Юр-Николав не успел ответить, как дрозд выдал: поволок-поволок! к тыну – к тыну! ц'а-ах! ц'а-ах! ц'а-ах!
– О! – воскликнул хозяин. – Весь в меня. Орел!
После Юр-Николава пошел я к Полковнику. Вообще-то он был подполковник, в батальоне сопровождения служил заместителем командира по работе с личным составом, на старые деньги – замполит, но мы грели ему душу – полковником называли. Прохожу в его кабинет – он как раз солдата распекал за то, что тот напоил щеглов холодной водой. "Ты усвоил, что у них голос пропасть может? – громогласно вопрошал Полковник, расхаживая по комнате, а солдат корчил за его спиной злодейские рожи. – Ну пусть, пусть только пропадет! Пусть! До самого дембеля будешь у меня свиристеть в "красном уголке" вместо щегла – мало не покажется! Усвоил?"
Увидев меня, расплылся в улыбке: "О-о, кого я вижу!" Потащил показывать новую клетку, которую недавно привез с личной дачи самого Леонида Ильича Брежнева. Клетка была огромная, примерно трехметровая, из красного дерева и инкрустирована слоновой костью. Сидели в ней корольки, любимые покойным генсеком птички, каждая величиной с наперсток… Через полчаса Полковник наконец спросил о цели моего визита. Я объяснил: надо, дескать, послушать дроздов и кое-что, если понравится, записать – подробнее объяснять не стал, все равно не поймет. Он был из тех, кому Бог хоть и дал тонкую душу, тянущуюся к прекрасному, но одновременно и медведя послал – на ухо наступить. Привел он меня в бывшую "ленкомнату" – там гвалт птичий и духотища несусветная. Вдоль стен громоздилось штук двести клеток, возле них возились солдатики, кормили, чистили, в общем, приобщались к прекрасному. Полковник рыкнул на них, и солдаты исчезли.
Стал я слушать его дроздов – одного за другим: ничего путного. Ни школы, ни таланта. Даже проблесков нет. Как тут таланту развиться – в такой духоте, тесноте и при таком шуме. Не бывает в балагане оперных певцов. Но тем не менее кое-что удалось записать. Один дрозд пеночкой свистал и лягушечкой пел – ирь-ирь-ирь! Другой соловья передразнивал, да притом голосом жаворонка. Третий четко выговаривал: усво-ил! усво-ил! Не "ленкомната", а Содом и Гоморра.
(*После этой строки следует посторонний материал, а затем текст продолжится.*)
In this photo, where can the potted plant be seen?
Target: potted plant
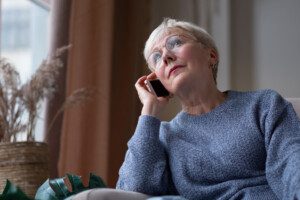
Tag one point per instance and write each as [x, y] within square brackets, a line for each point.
[25, 163]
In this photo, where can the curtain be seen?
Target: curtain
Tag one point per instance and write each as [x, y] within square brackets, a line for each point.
[59, 36]
[107, 40]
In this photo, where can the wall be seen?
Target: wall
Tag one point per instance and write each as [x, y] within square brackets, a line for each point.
[258, 41]
[265, 41]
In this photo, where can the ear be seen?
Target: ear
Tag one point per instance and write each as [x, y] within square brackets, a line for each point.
[213, 57]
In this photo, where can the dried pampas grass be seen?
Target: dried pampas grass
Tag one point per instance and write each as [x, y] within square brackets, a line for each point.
[19, 102]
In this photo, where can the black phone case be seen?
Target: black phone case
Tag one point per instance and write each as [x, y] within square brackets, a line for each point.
[158, 88]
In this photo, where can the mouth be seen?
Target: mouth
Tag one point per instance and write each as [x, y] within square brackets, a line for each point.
[173, 69]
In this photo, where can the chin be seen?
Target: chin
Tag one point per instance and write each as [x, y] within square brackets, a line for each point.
[179, 81]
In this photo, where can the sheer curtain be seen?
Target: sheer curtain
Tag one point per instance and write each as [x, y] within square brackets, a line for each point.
[59, 36]
[107, 39]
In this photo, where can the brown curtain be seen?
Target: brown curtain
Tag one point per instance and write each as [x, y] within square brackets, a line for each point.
[107, 39]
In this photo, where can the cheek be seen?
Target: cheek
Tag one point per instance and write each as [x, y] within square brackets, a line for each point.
[160, 73]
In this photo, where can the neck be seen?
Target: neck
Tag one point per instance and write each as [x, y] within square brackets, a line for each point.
[197, 102]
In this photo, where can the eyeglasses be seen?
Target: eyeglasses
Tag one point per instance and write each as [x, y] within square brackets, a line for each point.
[173, 44]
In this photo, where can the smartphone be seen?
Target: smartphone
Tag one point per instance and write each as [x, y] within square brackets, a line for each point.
[156, 87]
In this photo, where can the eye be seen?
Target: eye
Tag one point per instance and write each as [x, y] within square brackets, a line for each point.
[155, 57]
[173, 42]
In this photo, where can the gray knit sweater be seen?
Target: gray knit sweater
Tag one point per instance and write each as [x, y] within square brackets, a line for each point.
[246, 148]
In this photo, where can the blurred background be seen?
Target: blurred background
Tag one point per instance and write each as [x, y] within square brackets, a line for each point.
[258, 41]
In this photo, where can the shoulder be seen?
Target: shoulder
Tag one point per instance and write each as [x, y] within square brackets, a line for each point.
[264, 96]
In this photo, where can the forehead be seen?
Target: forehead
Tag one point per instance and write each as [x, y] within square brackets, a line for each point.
[161, 37]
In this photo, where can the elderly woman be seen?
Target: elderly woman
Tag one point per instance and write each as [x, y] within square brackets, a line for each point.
[222, 145]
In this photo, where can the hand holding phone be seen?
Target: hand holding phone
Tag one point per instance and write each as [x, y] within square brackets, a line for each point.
[156, 87]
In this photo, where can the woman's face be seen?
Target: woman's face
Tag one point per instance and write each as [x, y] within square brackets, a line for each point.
[180, 61]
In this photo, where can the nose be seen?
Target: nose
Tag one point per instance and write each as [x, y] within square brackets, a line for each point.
[168, 56]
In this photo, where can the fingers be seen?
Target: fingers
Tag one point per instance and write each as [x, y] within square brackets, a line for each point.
[152, 76]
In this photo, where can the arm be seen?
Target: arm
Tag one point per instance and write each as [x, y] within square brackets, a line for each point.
[282, 138]
[145, 168]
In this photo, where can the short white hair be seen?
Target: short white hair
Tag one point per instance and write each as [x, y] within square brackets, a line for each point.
[199, 33]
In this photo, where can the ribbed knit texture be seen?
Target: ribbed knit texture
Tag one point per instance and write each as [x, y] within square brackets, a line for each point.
[246, 148]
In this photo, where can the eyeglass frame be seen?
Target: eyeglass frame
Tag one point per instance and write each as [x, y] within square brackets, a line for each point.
[188, 36]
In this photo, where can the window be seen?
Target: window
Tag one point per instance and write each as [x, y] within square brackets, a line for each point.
[25, 38]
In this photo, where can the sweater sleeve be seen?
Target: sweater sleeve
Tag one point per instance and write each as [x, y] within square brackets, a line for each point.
[282, 139]
[145, 168]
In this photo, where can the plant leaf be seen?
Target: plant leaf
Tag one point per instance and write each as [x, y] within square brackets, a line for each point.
[76, 183]
[45, 192]
[96, 182]
[59, 187]
[11, 192]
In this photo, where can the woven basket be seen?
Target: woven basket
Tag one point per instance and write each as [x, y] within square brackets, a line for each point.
[25, 164]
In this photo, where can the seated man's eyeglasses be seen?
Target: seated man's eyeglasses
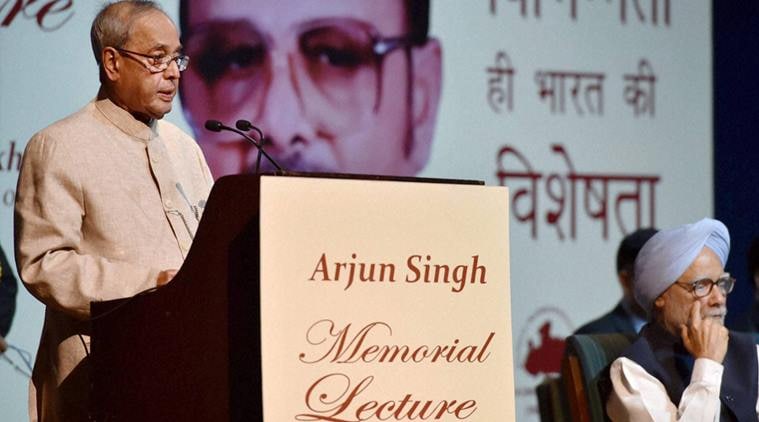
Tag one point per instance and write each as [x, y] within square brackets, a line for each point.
[159, 63]
[702, 288]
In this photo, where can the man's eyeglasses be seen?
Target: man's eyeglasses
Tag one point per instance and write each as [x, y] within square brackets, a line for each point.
[159, 63]
[702, 288]
[337, 62]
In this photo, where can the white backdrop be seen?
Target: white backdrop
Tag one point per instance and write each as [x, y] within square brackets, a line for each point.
[657, 145]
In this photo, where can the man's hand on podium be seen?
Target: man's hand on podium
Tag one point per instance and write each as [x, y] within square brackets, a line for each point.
[165, 276]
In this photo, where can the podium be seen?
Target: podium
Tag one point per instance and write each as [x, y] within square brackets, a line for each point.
[191, 350]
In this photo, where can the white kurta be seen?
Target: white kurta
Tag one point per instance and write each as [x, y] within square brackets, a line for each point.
[104, 203]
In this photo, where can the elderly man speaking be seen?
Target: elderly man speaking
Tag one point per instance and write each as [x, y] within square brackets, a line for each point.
[685, 365]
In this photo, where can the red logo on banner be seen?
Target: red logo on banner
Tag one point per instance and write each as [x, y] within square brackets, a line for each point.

На другой день, после работы, пошел к Доктору. Это был рафинированный, как принято выражаться, интеллигент. С чеховской бородкой. Со всеми держался на "вы", матерных слов, похоже, сроду не произносил. В квартире у него -как в операционной, и среди этой белоснежности лениво потягивался стерильно-черный, прямо вороной кот. Птицы – на балконе, в идеальных условиях. Клетки от Ивана Ушакова, которого все звали Страдивари. Птиц не очень много, но все они были с голосами. Голоса хорошие и только хорошие. Посредственных не было. Хорошие, но не отличные. Не было, как, например, у пьяницы Бамбука, чего-нибудь эдакого, сногсшибательного – как по таланту, так и по дури. Однако кое-что и у Доктора удалось записать. Его дрозды пели строго "по науке". Как положено. Чувствовалось, тут школа – прежде всего. А школа – это прежде всего культура. А культура – это система запретов. Железная логика.